Manat from heaven? The Azerbaijan Example

Proshare

Wednesday, December 23, 2015 9:38 AM / FBNQuest Research

On Monday its central bank announced a major devaluation and movement to a currency float, citing the external shock of tumbling oil prices. Official reserves had slumped from US$13.2bn at the start of 2015 to US$6.2bn at end-November.

The impact of an earlier devaluation this year (in February) had been blunted by continuing oil price weakness.

The competitive edge of the economy has also been blunted by devaluations by important trading partners. Oil and gas account for 95% of exports, 75% of government revenues and 40% of GDP. The country in question is Azerbaijan, and the currency the manat. 

We anticipate calls for Nigeria to follow suit, as we saw with the devaluation of the Kazakh tenge in August. There are obvious parallels to draw in terms of economic structure but some marked differences too.
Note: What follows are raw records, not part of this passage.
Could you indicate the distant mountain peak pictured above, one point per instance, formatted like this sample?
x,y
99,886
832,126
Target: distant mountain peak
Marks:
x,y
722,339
Oil’s share of GDP in Nigeria is just 10%, and it is therefore viable to rebuild the public finances on the basis of taxing the predominant non-oil economy. (Oil’s share of exports, in contrast, is unlikely to change much, given the size of the domestic market and the FGN’s import substitution policies).   


The Azeri budget for 2016 is based upon an average oil price of US$50/b whereas the FGN has initially proposed US$38/b.


Azeri reserves have taken a much larger hit than Nigeria’s although the country has a sovereign wealth fund with AUM in excess of US$35bn, which the authorities have tapped once this year.


Nigeria does not have core trading partners which have tumbling or devalued currencies, unlike Azerbaijan (Russia, Turkey and Kazakhstan).


Azerbaijan is highly centralized due to its Soviet heritage. President Aliyev may have deferred this latest devaluation until after the successful legislative polls on 01 November. In Nigeria President Buhari also secured a strong electoral mandate this year and has publicly congratulated the CBN governor for holding the line on the naira exchange rate.


Our position remains that the monetary authorities would devalue only as a last resort, an example being when the CBN is struggling to meet priority fx demand such as fuel payments. Were this to happen, which we expect at some point in 2016, a move to a floating regime would be a major surprise.